Сухов признался, что, действительно, сбил старика, но он был полностью уверен, что это дубль.
— А зачем вы его сбили?
— Мне был нужен дипломат. Не драку же затевать на улице?
Иван посмотрел на Сухова очень плохим взглядом и негромко спросил:
— А что потом?
А потом Сухов забрал у мертвого Попцова, вернее, его дубля, дипломат и отогнал грузовик за угол. Там он увидел, что дипломат пуст. Его содержимое осталось в одной из квартир. Дмитрий Сергеевич вызвал милицию со «Скорой» и не спеша вернулся к телу. Минут через пять тело исчезло. Свидетелей этому, по счастью, не было, в этот момент Сухов был один на один с трупом.
— Зачем милицию вызывали?
— Мне как-то нужно было обойти квартиры, — объяснил убийца.
— Приехала милиция, и — что?
— Милиция приехала раньше скорой помощи. Я предъявил удостоверение начальнику группы, описал ситуацию. Разумеется, я не стал говорить, что тело испарилось, иначе приехавшая «Скорая» могла бы увезти меня, чтобы порожняком не гонять. В общем, я сказал милицейскому начальнику, что нуждаюсь в содействии.
— Удостоверение? Вы, действительно, сотрудник «органов»?
— Бывший. Больше десяти лет, как бывший.
— Объясните, пожалуйста, — вмешалась Алена, — вы же не все квартиры подъезда обходили? Почему вы ко мне пришли в шесть утра?
— Вы, Елена Александровна, вечером того дня звонили мне на мобильный, — охотно объяснил Сухов. — А свой телефон я, кому попало, не раздаю. Коллега в форме пробил номер, с которого был вызов. Оказалось, что номерок из нашего подъезда. Тут я смекнул, что вы тут как-то замешаны. Где вы мой номер взяли, кстати? К рецептам был приложен? — Дмитрий Сергеевич помолчал, дожидаясь ответа, не дождался и продолжил:
— И с Иваном Сергеевичем тоже всё просто. Я попросил проверить жильцов подъезда по списку на отношения с Попцовым, и через полчаса знал, что он ваш родственник.
— В тот день вы упомянули, что заходили в квартиру старухи Белогрудой. К ней-то вас как занесло?
— В местном отделении милиции посоветовали. Порекомендовали ее, как очень наблюдательного человека.

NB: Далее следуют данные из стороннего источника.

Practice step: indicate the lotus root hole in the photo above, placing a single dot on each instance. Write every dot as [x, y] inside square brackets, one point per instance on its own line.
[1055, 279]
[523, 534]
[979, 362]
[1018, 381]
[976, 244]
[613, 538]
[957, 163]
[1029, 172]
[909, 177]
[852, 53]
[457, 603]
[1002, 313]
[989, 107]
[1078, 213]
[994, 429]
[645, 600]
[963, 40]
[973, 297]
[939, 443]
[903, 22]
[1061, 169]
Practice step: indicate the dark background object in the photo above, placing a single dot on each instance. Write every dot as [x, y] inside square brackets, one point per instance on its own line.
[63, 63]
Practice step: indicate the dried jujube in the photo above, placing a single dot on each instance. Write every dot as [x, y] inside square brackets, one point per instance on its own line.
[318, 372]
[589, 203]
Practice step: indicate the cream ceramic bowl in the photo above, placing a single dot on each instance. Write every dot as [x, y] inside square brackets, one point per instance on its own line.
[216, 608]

Ладно, Ваня, — сказала Алена, — из хороших новостей он него, — она кивнула на связанного, — я узнала только то, что милиционер, с которым он ходил, оказался не оборотнем в погонах, а просто придурком.
— Почему придурком? — удивился Иван.
— Потому, что поверил этому… оборотню, — и девушка вновь указала на пленника, который тут же счел необходимым вступиться за честь милицейского мундира:
— Интересно, почему же вы, Елена Александровна, когда мы к вам пришли ни свет, ни заря, не позвонили в милицию, чтобы они удостоверили личность лейтенанта? И в «органы», насчет меня, как я понимаю, тоже не звонили. Вы ведь не считаете себя придурком?

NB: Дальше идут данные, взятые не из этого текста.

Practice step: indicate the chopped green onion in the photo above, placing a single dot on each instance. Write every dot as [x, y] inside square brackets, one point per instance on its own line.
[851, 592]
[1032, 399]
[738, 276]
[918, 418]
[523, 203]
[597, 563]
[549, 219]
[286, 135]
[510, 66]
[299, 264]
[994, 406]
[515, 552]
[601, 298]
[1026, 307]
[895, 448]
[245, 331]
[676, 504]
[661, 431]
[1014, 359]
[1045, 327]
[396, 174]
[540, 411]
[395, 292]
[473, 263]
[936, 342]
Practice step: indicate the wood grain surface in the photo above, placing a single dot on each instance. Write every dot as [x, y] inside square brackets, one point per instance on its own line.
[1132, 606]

— Иногда считаю, — призналась Алена. — Сейчас, например.
— Вы так и не рассказали мне про смерть дяди, — осадил Сухова Иван.

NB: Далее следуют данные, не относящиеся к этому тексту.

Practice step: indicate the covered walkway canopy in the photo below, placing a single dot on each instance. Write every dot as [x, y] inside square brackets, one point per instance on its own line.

— А я и сам ничего не знаю, — заявил Дмитрий Сергеевич. — Похоже, дубля у вашего дядюшки было два, а не один, как я думал сначала, и оба Москвы не покинули. А старичок на ближайшем поезде вернулся в Боголюбск, где его и взяли — приказ по дружине на поиски вашего родственника отменен не был. Отвели в штаб, задали пару вопросов, а он возьми да помри. Дружинники пригласили врача, всё честь по чести. Причина смерти самая естественная: у старого человека было больное сердце. Кстати, ваш дядюшка помещен в морг с записью «труп неизвестного мужчины», а не Попцов. Попцов Персострат Валерианович, как известно, погиб более двух недель назад, что засвидетельствовано официальными документами. Обратите внимание, что в момент смерти неизвестного гражданина я находился в другом городе, в Москве, и никак не могу быть к этому причастен — и Сухов с ласковой улыбкой посмотрел на Ивана. Иван беспомощно взглянул на Алену, которая, судя по сжатым губам и раздутым ноздрям, была в бешенстве. Когда она заговорила, голос ее дрожал от ярости:
— Значит, вы ни в чем не виноваты? А СМС? Вы обещали нас Иваном убить!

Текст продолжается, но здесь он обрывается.